Les frais exposés par le gouvernement français et par la Commission, qui ont soumis des observations à la Cour, ne peuvent faire l'objet d'un remboursement. La procédure revêtant, à l'égard des parties au principal, le caractère d'un incident soulevé devant la juridiction nationale, il appartient à celle-ci de statuer sur les dépens.

 

Par ces motifs,

LA COUR,

statuant sur les questions à elle soumise par le Monomeles Protodikeio de Thessalonique, par jugement du 11 avril 1989, dit pour droit:

 

1)

Le droit communautaire ne s'oppose pas à l'attribution d'un monopole de la télévision, pour des considérations d'intérêt public, de nature non économique.
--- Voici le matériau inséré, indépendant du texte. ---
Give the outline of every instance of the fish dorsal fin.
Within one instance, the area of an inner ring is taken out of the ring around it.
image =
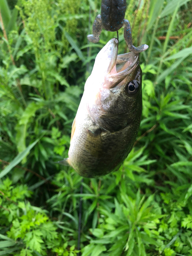
[[[69,163],[69,158],[65,158],[62,161],[59,161],[58,162],[55,162],[55,163],[58,163],[61,165],[65,165],[65,166],[69,166],[70,164]]]
[[[74,134],[74,132],[75,131],[76,129],[76,117],[75,117],[74,120],[73,120],[73,123],[72,123],[72,129],[71,130],[71,141],[73,138],[73,135]]]

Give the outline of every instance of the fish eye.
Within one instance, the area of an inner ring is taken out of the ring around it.
[[[126,87],[126,91],[129,94],[135,94],[139,89],[139,83],[137,80],[131,81]]]

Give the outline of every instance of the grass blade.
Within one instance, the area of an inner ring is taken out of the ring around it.
[[[165,16],[167,16],[168,14],[173,13],[175,10],[174,7],[177,8],[177,5],[179,6],[179,8],[180,6],[186,4],[190,0],[172,0],[164,8],[162,13],[160,14],[160,17],[162,18]],[[161,2],[161,1],[160,1]]]
[[[77,46],[77,44],[75,42],[75,41],[73,40],[73,39],[70,36],[70,35],[68,34],[67,32],[65,32],[65,34],[66,36],[67,39],[68,39],[69,42],[71,46],[72,47],[73,49],[74,49],[74,50],[76,51],[76,54],[77,55],[79,56],[79,58],[82,60],[83,61],[84,61],[85,58],[84,57],[81,51],[80,50],[79,47]]]
[[[45,133],[44,134],[44,135]],[[34,146],[39,141],[39,140],[41,139],[41,138],[43,136],[42,135],[38,139],[37,139],[33,143],[29,145],[26,150],[24,151],[19,153],[10,163],[10,164],[7,166],[5,169],[4,169],[1,173],[0,173],[0,179],[2,179],[3,177],[4,177],[6,174],[7,174],[16,165],[18,164],[22,160],[27,156],[27,155],[30,152],[30,150],[34,147]]]
[[[11,18],[11,11],[10,10],[7,0],[0,1],[0,10],[5,28],[7,30],[8,25]]]
[[[182,57],[188,57],[190,54],[192,54],[192,47],[188,48],[185,48],[184,49],[180,51],[177,53],[168,57],[165,59],[165,60],[170,60],[170,59],[175,59],[178,58],[181,58]]]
Toutefois, les modalités d'organisation et l'exercice d'un tel monopole ne doivent pas porter atteinte aux dispositions du traité en matière de libre circulation des marchandises et des services ainsi qu'aux règles de concurrence.

 

2)

Les articles du traité CEE sur la libre circulation des marchandises ne s'opposent pas à la concession à une seule entreprise de droits exclusifs, dans le domaine des émissions de messages télévisés, et à l'attribution à cet effet du pouvoir exclusif d'importer, de louer ou de distribuer des matériels et produits nécessaires pour la diffusion dans la mesure où il n'en résulte pas une discrimination entre produits nationaux et produits importés au détriment de ces derniers.

 

3)

L'article 59 du traité s'oppose à une réglementation nationale qui crée un monopole des droits exclusifs de diffusion d'émissions propres et de retransmission d'émissions en provenance d'autres États membres, lorsqu'un tel monopole entraîne des effets discriminatoires au détriment des émissions en provenance d'autres États membres, à moins que cette réglementation ne soit justifiée par l'une des raisons indiquées à l'article 56, auquel renvoie l'article 66 du traité.

 

4)

L'article 90, paragraphe 1, du traité s'oppose à l'octroi d'un droit exclusif de diffusion et d'un droit exclusif de retransmission d'émissions de télévision à une seule entreprise, lorsque ces droits sont susceptibles de créer une situation dans laquelle cette entreprise est amenée à enfreindre l'article 86 par une politique d'émission discriminatoire en faveur de ses propres programmes, sauf si l'application de l'article 86 fait échec à la mission particulière qui lui a été impartie.

 

5)

L'article 2 du traité CEE ne peut fournir des critères pour apprécier la conformité d'un monopole de la télévision nationale avec le droit communautaire.

 

6)

Les limitations apportées au pouvoir des États membres d'appliquer les dispositions visées aux articles 66 et 56 du traité pour des raisons d'ordre public, de sécurité publique et de santé publique, doivent être appréciées à la lumière du principe général de la liberté d'expression, consacrée par l'article 10 de la convention européenne des droits de l'homme.

 

Due

O'Higgins

Rodríguez Iglesias

Díez de Velasco

Slynn

Kakouris

Joliét

Schockweiler

Kapteyn

Ainsi prononcé en audience publique à Luxembourg, le 18 juin 1991.

Le greffier

J.-G. Giraud

Le président

O. Due


( *1 ) Langue de procédure: le grec.